Biomass provider starts mulling partnership proposals

6 years ago

FORT FAIRFIELD, Maine — ReEnergy, Maine’s largest biomass electricity provider, is considering ideas from businesses that want to partner with one or more of the company’s four plants to use affordable heat and power.

In a statement, officials with Latham, New York-based ReEnergy said the company has received “numerous” proposals for co-locating facilities at one or more of the company’s Maine biomass plants.

In late October, ReEnergy issued a request for proposals seeking pitches from businesses such as manufacturers that could benefit from using excess heat, hot water or affordable electricity from one of ReEnergy’s Maine biomass plants in Ashland, Fort Fairfield, Livermore Falls and Stratton. The deadline for submitting proposals to the company was Nov. 30.

“We are beginning the process of reviewing the proposals to determine which of them are most feasible and which are the best possible fit,” said ReEnergy CEO Larry Richardson in a press release.

“We anticipate that we may be conducting intensive due-diligence — and entering into confidentiality agreements — with one or more of the respondents.”

Richardson said the company is aiming to start discussions with potential businesses by the end of the year and to announce those chosen in the spring.

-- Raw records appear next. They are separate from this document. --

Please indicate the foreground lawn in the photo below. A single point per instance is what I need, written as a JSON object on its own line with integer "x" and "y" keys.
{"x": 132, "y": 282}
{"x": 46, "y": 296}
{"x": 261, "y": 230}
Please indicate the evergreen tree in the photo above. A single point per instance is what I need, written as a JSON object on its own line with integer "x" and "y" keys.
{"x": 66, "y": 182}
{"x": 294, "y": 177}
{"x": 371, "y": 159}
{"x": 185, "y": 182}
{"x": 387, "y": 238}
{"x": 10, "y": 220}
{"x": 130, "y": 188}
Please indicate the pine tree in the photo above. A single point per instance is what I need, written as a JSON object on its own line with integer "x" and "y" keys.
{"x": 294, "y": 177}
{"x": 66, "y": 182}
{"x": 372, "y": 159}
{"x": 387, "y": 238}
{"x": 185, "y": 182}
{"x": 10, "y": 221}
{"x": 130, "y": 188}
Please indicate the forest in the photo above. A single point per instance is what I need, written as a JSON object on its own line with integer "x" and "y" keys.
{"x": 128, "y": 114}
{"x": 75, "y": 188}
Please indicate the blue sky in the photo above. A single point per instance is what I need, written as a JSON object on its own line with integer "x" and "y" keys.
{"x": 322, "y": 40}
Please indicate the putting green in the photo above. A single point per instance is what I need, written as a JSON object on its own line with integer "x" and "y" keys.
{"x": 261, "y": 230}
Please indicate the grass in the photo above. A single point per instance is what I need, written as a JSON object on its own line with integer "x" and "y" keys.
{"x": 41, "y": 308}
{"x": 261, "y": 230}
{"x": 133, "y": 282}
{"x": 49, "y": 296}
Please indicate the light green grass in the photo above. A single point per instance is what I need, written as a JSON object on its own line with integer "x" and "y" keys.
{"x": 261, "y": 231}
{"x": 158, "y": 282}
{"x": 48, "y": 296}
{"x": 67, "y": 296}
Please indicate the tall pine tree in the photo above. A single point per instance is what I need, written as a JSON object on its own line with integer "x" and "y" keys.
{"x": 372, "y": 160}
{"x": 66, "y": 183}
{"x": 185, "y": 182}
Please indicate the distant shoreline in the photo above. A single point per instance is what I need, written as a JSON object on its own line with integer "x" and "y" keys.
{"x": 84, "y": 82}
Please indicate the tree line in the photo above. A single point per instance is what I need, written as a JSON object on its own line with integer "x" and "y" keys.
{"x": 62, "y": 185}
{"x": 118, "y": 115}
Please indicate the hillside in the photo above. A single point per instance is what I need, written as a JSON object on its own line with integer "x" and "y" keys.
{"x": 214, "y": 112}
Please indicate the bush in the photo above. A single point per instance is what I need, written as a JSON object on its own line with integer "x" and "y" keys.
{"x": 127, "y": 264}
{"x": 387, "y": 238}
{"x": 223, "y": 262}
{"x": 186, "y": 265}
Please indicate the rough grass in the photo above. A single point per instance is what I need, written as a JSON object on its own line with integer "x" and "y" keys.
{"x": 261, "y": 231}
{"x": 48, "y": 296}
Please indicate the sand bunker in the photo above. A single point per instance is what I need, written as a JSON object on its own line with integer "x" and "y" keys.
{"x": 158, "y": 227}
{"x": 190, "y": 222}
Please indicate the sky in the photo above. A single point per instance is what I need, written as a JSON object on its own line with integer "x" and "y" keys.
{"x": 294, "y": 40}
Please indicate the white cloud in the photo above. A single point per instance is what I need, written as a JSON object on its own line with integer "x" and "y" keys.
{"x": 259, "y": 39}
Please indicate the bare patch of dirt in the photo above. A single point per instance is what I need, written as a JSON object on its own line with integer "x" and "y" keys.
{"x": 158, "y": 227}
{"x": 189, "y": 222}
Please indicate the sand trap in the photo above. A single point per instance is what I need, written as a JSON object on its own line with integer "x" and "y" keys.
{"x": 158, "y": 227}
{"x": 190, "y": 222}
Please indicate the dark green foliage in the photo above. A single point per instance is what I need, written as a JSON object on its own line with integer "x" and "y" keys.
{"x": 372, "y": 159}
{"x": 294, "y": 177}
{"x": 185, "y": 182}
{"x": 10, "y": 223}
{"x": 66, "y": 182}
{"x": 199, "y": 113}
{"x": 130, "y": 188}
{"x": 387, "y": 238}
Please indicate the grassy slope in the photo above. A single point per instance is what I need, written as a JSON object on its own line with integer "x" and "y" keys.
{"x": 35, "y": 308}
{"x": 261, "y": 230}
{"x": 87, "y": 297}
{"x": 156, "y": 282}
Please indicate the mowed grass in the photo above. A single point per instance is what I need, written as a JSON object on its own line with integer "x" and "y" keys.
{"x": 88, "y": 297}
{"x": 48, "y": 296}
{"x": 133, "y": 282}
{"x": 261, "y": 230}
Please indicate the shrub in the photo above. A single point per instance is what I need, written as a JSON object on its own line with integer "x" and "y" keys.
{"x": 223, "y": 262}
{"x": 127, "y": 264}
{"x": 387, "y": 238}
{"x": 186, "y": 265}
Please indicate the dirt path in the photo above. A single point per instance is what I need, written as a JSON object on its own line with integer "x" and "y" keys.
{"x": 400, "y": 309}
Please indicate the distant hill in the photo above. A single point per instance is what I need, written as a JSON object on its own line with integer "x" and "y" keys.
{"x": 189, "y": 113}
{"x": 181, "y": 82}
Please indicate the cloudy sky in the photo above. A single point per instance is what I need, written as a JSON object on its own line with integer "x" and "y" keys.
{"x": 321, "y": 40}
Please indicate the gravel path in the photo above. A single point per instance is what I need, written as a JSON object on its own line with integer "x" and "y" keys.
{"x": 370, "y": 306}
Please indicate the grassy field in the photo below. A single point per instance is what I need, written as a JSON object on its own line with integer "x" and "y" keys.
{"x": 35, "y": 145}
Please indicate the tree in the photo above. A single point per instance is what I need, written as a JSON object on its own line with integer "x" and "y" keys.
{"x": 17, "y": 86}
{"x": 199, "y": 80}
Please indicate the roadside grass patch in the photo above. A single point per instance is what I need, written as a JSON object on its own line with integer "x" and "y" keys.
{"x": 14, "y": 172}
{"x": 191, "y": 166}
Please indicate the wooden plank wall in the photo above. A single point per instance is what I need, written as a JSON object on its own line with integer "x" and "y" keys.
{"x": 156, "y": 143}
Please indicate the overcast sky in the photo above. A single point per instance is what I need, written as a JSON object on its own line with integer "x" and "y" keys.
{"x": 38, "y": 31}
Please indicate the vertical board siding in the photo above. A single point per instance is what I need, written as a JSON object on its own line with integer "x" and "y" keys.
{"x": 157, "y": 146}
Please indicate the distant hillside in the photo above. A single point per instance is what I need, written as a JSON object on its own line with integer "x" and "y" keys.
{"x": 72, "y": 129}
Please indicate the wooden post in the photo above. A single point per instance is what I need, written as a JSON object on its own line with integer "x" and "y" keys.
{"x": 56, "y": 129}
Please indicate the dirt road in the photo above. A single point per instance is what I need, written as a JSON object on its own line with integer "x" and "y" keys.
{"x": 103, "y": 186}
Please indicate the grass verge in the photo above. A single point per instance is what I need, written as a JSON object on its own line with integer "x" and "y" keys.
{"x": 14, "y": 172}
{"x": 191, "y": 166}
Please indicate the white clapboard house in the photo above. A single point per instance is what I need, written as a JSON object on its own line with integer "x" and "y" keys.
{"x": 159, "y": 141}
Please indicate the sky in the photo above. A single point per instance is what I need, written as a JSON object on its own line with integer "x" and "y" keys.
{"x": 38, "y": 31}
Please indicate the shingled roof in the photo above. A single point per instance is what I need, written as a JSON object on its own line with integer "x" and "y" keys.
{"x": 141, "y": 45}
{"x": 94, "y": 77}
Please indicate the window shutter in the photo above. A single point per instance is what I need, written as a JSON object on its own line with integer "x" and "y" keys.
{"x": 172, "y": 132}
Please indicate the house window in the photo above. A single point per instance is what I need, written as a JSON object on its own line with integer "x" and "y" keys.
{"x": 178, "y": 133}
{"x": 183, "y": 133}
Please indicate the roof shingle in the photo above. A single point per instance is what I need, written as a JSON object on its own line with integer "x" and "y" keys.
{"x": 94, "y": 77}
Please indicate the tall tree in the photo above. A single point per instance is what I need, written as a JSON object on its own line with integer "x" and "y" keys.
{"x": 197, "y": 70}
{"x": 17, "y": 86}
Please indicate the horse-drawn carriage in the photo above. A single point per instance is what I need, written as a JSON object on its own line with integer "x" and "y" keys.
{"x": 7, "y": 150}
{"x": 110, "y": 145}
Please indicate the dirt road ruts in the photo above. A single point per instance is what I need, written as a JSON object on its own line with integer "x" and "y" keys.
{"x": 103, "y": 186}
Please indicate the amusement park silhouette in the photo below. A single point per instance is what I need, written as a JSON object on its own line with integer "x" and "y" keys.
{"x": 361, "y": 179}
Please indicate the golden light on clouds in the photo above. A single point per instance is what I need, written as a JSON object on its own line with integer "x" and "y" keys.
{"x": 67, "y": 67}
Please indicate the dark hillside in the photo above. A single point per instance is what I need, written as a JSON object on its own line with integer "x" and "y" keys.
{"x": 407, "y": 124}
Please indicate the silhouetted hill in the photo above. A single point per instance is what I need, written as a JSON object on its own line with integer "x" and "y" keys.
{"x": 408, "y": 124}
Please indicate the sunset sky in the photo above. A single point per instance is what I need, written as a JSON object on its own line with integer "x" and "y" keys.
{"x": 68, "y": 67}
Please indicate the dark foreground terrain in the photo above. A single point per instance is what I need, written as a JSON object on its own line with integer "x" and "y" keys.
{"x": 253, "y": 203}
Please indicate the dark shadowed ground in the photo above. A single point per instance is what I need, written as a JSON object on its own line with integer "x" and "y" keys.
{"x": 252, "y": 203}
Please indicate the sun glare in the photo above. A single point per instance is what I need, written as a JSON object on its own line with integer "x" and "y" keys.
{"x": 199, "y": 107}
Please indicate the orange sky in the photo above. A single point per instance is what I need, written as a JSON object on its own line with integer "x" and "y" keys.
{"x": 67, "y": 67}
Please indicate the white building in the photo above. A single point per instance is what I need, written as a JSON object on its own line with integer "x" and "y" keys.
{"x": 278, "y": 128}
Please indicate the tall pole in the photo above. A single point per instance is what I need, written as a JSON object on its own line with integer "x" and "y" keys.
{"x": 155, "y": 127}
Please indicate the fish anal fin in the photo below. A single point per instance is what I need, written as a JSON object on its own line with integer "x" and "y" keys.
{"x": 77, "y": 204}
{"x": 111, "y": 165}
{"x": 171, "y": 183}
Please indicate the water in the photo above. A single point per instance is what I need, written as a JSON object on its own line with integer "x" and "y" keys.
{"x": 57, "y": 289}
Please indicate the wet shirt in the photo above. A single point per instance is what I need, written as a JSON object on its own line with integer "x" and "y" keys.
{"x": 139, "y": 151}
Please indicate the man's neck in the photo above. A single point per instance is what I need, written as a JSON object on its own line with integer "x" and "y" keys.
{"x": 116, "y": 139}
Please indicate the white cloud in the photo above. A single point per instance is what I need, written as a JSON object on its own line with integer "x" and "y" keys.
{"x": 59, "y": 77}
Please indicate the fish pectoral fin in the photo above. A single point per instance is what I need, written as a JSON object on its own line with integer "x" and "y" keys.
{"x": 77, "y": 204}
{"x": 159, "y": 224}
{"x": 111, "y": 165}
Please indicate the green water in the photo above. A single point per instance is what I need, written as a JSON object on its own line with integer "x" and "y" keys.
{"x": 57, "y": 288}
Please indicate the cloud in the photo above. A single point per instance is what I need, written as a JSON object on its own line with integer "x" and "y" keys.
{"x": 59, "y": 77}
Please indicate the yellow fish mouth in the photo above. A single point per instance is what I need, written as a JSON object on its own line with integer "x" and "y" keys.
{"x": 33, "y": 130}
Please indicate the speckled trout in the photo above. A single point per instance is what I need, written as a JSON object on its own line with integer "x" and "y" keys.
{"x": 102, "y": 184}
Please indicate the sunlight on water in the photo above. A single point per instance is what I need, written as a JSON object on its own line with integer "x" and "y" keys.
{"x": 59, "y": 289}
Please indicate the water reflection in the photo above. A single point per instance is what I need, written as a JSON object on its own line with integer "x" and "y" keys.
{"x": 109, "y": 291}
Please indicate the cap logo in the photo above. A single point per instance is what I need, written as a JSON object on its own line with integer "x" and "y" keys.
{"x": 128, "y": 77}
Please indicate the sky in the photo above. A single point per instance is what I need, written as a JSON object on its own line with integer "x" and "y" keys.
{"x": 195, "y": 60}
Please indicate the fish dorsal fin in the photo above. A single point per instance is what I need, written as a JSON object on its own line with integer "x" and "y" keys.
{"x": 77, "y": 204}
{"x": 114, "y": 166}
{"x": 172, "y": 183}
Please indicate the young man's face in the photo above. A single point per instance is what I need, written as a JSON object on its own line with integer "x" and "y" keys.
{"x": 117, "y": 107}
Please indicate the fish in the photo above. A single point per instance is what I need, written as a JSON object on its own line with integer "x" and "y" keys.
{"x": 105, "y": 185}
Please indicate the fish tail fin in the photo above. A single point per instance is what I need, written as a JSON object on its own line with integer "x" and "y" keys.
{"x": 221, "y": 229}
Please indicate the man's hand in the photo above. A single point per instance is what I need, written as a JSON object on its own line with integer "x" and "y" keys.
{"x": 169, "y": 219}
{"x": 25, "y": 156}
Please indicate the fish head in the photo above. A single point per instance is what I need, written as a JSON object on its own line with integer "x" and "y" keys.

ReEnergy declined to release information about the number or type of proposals. Charlotte Mace, executive director of Biobased Maine, the nonprofit group that facilitated the requests for proposal, or RFP, said the proposals are promising.

“The response to the RFP indicates that emerging-technology businesses are interested in siting facilities in Maine and recognize that Maine is unique due to its abundance of second-generation, sustainable feedstock and its close proximity to the largest consumer market in the world,” Mace said in a press release.

ReEnergy’s plants buy lower-grade wood and wood residues from loggers and lumber mills and use the materials to create electricity. The company’s four Maine plants employ about 100 people directly and generate enough electricity combined to power about 154,000 average homes.

While serving as a key part of the forestry economy, buying wood that would otherwise go to waste, ReEnergy and other Maine biomass facilities have struggled in recent years to stay afloat amid fluctuating electricity prices. Four biomass plants — ReEnergy’s Ashland and Fort Fairfield facilities and Stored Solar’s West Enfield and Jonesboro plants — are being helped with a two year, $13.4 million aid package from the state of Maine.